(OSV News) — While the head of Russia’s Orthodox Church backed President Vladimir Putin’s attempts to put down a military rebellion, a Catholic bishop in Ukraine warned current events presented “both hope and danger” for his own country.
“Today, when our brothers are fighting and dying on the fronts, selflessly fulfilling their duty, and when the enemies are making every effort to destroy Russia, any attempt to sow discord in our country is the greatest crime, with no justification,” Patriarch Kirill said in a national message June 24. The Orthodox leader spoke as troops from the Wagner Group, a mercenary force, were advancing toward Moscow, after seizing the strategic southern city of Rostov-on-Don. By late evening June 24, The Associated Press reported that the Wagner Group’s boss, Yevgeny Prigozhin, claimed he had halted his fighters and they were turning back.

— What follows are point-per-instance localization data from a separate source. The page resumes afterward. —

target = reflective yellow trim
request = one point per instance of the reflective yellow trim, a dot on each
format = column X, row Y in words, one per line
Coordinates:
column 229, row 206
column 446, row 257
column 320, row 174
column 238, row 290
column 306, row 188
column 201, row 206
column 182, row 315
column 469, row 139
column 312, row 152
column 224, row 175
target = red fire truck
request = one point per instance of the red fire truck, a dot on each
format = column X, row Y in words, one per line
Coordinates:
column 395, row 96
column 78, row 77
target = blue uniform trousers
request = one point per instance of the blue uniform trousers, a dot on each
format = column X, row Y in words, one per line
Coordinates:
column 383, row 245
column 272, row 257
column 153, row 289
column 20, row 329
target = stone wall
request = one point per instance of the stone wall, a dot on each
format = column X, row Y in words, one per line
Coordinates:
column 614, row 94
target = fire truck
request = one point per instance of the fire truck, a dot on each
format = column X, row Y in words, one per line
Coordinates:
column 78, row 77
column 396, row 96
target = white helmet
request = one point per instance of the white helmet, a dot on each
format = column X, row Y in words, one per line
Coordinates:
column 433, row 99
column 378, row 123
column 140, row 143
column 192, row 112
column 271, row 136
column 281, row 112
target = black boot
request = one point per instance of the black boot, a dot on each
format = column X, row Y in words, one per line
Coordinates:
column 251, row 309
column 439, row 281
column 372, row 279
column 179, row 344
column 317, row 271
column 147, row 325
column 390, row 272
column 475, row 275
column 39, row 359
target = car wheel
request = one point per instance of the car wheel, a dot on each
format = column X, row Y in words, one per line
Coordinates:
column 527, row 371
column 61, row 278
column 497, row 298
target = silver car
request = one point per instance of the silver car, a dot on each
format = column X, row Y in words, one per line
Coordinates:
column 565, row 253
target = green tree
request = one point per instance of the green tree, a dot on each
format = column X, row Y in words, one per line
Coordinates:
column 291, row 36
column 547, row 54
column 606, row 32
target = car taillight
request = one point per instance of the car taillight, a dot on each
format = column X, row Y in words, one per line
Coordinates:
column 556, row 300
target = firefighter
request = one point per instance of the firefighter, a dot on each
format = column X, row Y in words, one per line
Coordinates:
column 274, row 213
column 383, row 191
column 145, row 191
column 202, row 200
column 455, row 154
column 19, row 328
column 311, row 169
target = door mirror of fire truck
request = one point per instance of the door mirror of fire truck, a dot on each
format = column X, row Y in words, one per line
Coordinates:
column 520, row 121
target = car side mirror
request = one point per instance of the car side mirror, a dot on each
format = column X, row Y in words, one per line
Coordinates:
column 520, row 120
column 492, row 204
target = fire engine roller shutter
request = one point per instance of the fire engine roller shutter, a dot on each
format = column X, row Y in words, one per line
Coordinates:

Meanwhile, a Catholic bishop in Ukraine told OSV News that the Wagner Group’s forces could represent an even worse threat to his country, and he urged Catholics worldwide to pray God would “lead events in a good direction.” “We are in shock — no one foresaw such a turn of events, just as no one expected war a year ago,” said Auxiliary Bishop Jan Sobilo of Kharkiv-Zaporizhzhya said in a June 24 interview.
“The fact that some of Russia’s armed forces are now taking action against their own Defense Ministry offers hope for Ukraine — that we could win this war sooner than we thought,” the bishop said. “But while any country becomes momentarily weaker when confronted with internal problems, there are also grave dangers of destabilization — and where there’s destabilization, unforeseen processes could be set in motion.”